Maka Prof Irwan Abdullah, Guru Besar dari UGM Yogyakarta, dalam konteks meningkatkan partisipasi perempuan di dunia politik, perlu membongkar konstruksi budaya patriarkhis antara lain bisa dilakukan dengan Pendidikan Negarawan bagi kaum perempuan secara intensif dan terencana agar siap menjadi pemimpin. Menurutnya, ketidakhadiran kaum perempuan secara memadai dalam ruang politik merupakan pengingkaran terhadap fakta historis yang mencatat bahwa pemimpin masa lalu di berbagai kerajaan dan tempat adalah kaum perempuan dan bahkan diyakini kepemimpinan perempuan menjadi model suatu sistem pemerintahan. Hal ini bisa dilihat pada konsistensi Ratu Syima dari Kerajaan Kalingga yang dikenal sebagai penegak hukum (law inforcement) yang tegas dan juga Ratu Kalinyamat dari keturunan Kesultanan Demak yang secara heroik memimpin pasukan menyerbu penjajah Portugis di Malaka.  

Hal ini juga diamini oleh pembicara ketiga, Dra. Jauharatul Farida, M.Ag., dari aktivis gender dari UIN Walisongo Semarang. Secara khusus beliau memprihatinkan atas problematika bias gender yang sering terjadi dalam keluarga. Kesadaran keluarga sebagai madrasah pertama harus selalu dikembangkan dengan perspektif gender. Lebih jauh terkait hal ini, Nur Said MA, yang juga konsen pada filsafat budaya menambahkan bahwa adigium Jawa bahwa perempuan sebagai konco wingking, atau suargo nunut neraka katut perlu dimaknai ulang. Falsafah Jawa tersebut bukan berarti tidak relevan, tetapi pemaknaannya perlu ditafsir ulang dan perlu dilihat konteksnya. Bisa saja hal itu sebagai wujud kesetiaan puncak yang harus dimiliki oleh setiap pasangan agar harmoni terbangun selama hayat masih di kandung badan.

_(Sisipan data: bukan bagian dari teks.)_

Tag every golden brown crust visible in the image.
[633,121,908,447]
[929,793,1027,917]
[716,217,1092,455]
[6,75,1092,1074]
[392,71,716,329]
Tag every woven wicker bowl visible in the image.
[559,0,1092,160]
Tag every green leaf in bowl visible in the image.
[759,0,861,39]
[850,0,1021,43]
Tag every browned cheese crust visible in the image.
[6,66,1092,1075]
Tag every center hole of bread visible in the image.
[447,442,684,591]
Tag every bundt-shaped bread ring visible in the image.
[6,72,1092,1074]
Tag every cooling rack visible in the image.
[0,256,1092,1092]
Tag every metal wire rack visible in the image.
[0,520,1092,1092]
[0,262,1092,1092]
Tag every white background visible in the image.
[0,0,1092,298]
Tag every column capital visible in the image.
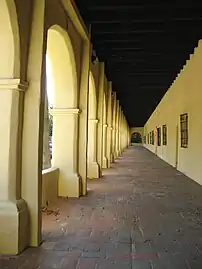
[49,108,81,116]
[0,78,29,92]
[89,119,99,124]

Dalam kultur Jawa juga sering menekankan pentingnya saling mengalah; dari kata Ngallah=NgAllah, yaitu landasi hidup bersama sebagai wujud cinta kepada Allah dalam hidup berumah tangga.

Maka, ketiga pembicara sepakat pentingnya menyemaikan spiritualisme dalam keluarga yang sensitif gender. Artinya ketika ruang untuk berkiprah di dunia publik terbuka luas bagi perempuan, urusan keluarga tidak bisa diabaikan begitu saja agar tidak mengalami disorientasi hidup. Pendidikan keluarga adalah tiang negara. Dari pendidikan keluarga lalu ditindaklanjuti dengan pendidikan negarawan yang sistemik, diharapkan akan terlahir generasi yang mampu memimpin secara etik (baik) dan estetik (elok) sebagaimana diimpikan oleh Plato dalam magnum opusnya Republic

Seminar ini juga dimeriahkan dengan 22 paper pendukung dari peserta yang dipresentasi pada siang harinya. Tradisi akademik seperti ini merupakan tahun kedua dan akan selalu dikembangkan seiring dengan isu-isu terkini sebagai wujud kepekaan para akademisi atas isu-isu aktual terutama terkait gerakan ketidakadilan gender yang membutuhkan solusi cepat dan tepat dengan spirit Islam tentunya. Selamat bergabung pada forum harmoni gender di PSG STAIN Kudus tahun depan.